Famous Traditional Nowruz Sweets
1. Nan-e Berenji (Rice Flour Cookies)
Ingredients:
- Fine rice flour – 250 g
- Powdered sugar (sifted) – 125 g
- Solid shortening or butter – 125 g
- Egg yolk – 1
- Rosewater – 25 ml (2 tbsp)
- Brewed saffron – 5 ml (1 tsp)
- Ground cardamom – 1 tsp
- Poppy seeds (for garnish) – as needed
Instructions:
- Beat the butter and powdered sugar with a whisk or mixer for 5 minutes until light and creamy.
- Add the egg yolk and beat for another 2 minutes.
- Stir in the rosewater, saffron, and cardamom.
- Gradually add the rice flour and mix with a spatula or by hand until a smooth dough forms.
- Wrap the dough in plastic wrap and refrigerate for 12 hours.
- Preheat the oven to 160°C (320°F).
- Shape the dough into 10 g balls and place them on a greased baking tray.
- Sprinkle with poppy seeds and bake for 15 minutes.
- Let them cool completely before storing in an airtight container.

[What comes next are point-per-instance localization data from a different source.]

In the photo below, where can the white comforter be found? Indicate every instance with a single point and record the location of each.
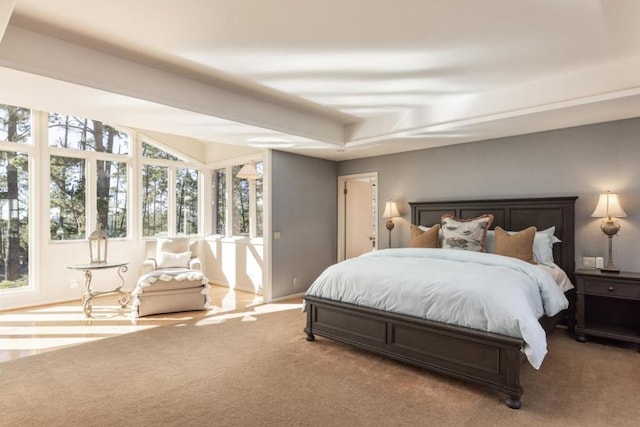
(476, 290)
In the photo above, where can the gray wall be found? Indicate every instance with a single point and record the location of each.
(304, 212)
(582, 161)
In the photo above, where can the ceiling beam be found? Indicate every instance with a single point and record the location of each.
(43, 55)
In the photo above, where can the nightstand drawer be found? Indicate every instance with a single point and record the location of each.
(611, 289)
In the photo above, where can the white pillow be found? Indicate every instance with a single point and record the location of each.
(542, 244)
(170, 260)
(172, 244)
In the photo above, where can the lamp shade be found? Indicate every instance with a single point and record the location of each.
(390, 210)
(609, 207)
(248, 171)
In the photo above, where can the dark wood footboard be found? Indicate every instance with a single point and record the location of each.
(484, 358)
(489, 359)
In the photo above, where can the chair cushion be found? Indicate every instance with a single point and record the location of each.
(174, 245)
(170, 259)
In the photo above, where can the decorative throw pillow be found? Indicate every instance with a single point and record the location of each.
(467, 234)
(175, 245)
(171, 260)
(440, 237)
(517, 245)
(424, 239)
(542, 244)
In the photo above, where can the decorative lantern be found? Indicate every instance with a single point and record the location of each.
(98, 241)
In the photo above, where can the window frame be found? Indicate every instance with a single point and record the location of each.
(30, 148)
(172, 176)
(228, 167)
(91, 172)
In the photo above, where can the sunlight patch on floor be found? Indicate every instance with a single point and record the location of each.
(35, 330)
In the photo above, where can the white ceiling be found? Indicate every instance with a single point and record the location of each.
(330, 79)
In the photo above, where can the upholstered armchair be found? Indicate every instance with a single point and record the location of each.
(171, 253)
(172, 279)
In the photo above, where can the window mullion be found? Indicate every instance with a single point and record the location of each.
(252, 209)
(172, 201)
(229, 201)
(91, 198)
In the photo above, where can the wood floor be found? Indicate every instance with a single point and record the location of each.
(35, 330)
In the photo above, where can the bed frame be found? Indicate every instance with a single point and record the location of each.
(485, 358)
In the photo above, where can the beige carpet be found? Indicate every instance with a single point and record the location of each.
(256, 369)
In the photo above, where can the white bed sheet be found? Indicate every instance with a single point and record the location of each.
(475, 290)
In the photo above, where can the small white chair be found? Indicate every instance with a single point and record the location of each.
(172, 279)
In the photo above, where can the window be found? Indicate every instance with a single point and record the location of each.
(112, 197)
(15, 124)
(67, 198)
(245, 202)
(259, 200)
(219, 185)
(81, 150)
(169, 194)
(155, 195)
(14, 219)
(187, 201)
(240, 203)
(83, 134)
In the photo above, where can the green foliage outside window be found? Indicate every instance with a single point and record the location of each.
(15, 126)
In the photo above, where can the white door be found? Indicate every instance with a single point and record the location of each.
(357, 224)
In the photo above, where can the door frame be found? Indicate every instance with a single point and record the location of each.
(342, 209)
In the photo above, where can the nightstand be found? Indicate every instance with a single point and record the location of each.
(608, 305)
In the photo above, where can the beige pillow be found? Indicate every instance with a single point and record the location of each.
(424, 239)
(518, 245)
(467, 234)
(171, 260)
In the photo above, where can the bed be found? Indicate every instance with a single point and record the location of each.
(490, 359)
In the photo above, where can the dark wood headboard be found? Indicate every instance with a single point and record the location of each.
(513, 214)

2. Qottab (Walnut-Filled Pastry)
Ingredients for dough:
- All-purpose flour – 250 g
- Full-fat yogurt – 100 g
- Softened butter – 75 g
- Egg yolk – 1
- Baking powder – 5 g (1 tsp)
- Oil (for frying) – as needed
Ingredients for filling:
- Chopped walnuts – 100 g
- Powdered sugar – 75 g
- Ground cinnamon – 1 tsp
Instructions:
- Mix the butter, egg yolk, and yogurt in a bowl.
- Gradually add the flour and baking powder, kneading until a soft dough forms.

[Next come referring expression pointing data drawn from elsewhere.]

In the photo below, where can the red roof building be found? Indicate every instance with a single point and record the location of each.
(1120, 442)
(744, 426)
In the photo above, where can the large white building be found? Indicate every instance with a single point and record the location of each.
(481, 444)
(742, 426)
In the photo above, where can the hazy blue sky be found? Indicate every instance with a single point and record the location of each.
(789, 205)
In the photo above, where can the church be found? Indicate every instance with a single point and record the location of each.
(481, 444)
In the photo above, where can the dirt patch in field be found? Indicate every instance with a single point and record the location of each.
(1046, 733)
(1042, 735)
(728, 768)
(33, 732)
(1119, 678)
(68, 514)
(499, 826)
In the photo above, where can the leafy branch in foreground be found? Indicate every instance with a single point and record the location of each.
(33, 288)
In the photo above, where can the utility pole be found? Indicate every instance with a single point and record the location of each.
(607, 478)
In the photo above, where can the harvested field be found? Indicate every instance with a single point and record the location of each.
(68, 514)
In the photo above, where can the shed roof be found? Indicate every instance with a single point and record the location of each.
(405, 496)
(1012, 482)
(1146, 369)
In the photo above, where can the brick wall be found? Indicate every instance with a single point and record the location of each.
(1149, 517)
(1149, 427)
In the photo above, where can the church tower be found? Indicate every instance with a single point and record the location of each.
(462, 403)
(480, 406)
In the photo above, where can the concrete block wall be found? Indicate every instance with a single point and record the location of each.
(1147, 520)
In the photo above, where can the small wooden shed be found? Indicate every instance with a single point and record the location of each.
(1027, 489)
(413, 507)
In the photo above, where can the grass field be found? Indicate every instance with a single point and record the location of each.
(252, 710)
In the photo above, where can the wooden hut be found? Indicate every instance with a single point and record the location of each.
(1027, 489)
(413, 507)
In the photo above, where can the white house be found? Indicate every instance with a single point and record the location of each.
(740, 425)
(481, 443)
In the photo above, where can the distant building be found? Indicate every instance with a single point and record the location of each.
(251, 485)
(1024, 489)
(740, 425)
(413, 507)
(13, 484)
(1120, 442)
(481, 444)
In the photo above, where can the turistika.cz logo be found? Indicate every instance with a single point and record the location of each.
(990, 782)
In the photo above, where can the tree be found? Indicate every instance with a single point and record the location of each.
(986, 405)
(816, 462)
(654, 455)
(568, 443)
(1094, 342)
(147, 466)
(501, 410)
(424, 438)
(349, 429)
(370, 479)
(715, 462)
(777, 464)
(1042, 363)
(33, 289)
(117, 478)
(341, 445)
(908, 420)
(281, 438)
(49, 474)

- Wrap the dough and refrigerate for 1 hour.
- Prepare the filling by mixing walnuts, powdered sugar, and cinnamon.
- Roll the dough on a floured surface to 3 mm thickness and cut into 6 cm circles.
- Place some filling in the center of each circle, fold, and seal the edges well.
- Heat oil over medium heat and fry the pastries until golden.
- Once cooled, coat them lightly in powdered sugar and store in an airtight container.
3. Baklava
Ingredients:
- Phyllo (yufka) dough sheets – 20
- Finely chopped walnuts or pistachios – 200 g
- Melted butter – 150 g
- Powdered sugar – 25 g
- Ground cinnamon – 1 tsp
For the syrup:
- Sugar – 200 g
- Water – 100 ml
- Rosewater – 2 tbsp
- Brewed saffron – 1 tsp
- Lemon juice – 1 tsp
Instructions:
- Mix the nuts with powdered sugar and cinnamon.
- Grease a baking pan and layer a few sheets of phyllo, brushing butter between each.
- Spread the nut mixture evenly, then add the remaining sheets, brushing butter between them.
- Cut into diamond or square shapes.
- Bake in a preheated oven at 180°C (350°F) for 30–35 minutes until golden.
- Meanwhile, prepare the syrup by boiling sugar, water, rosewater, saffron, and lemon juice until slightly thickened.
- Pour the warm syrup over the hot baklava and let it soak completely.
- Allow to cool before serving or storing.

Pro Tips for Perfect Nowruz Sweets
- Store sweets in airtight containers in a dry, cool place for longer freshness.
- Use high-quality ingredients for the best flavor and texture.
- Follow the baking temperature and time precisely for ideal results.
Nowruz is a wonderful opportunity to rediscover old recipes and create sweet memories with your loved ones.
Which of these traditional sweets will you bake for this Nowruz?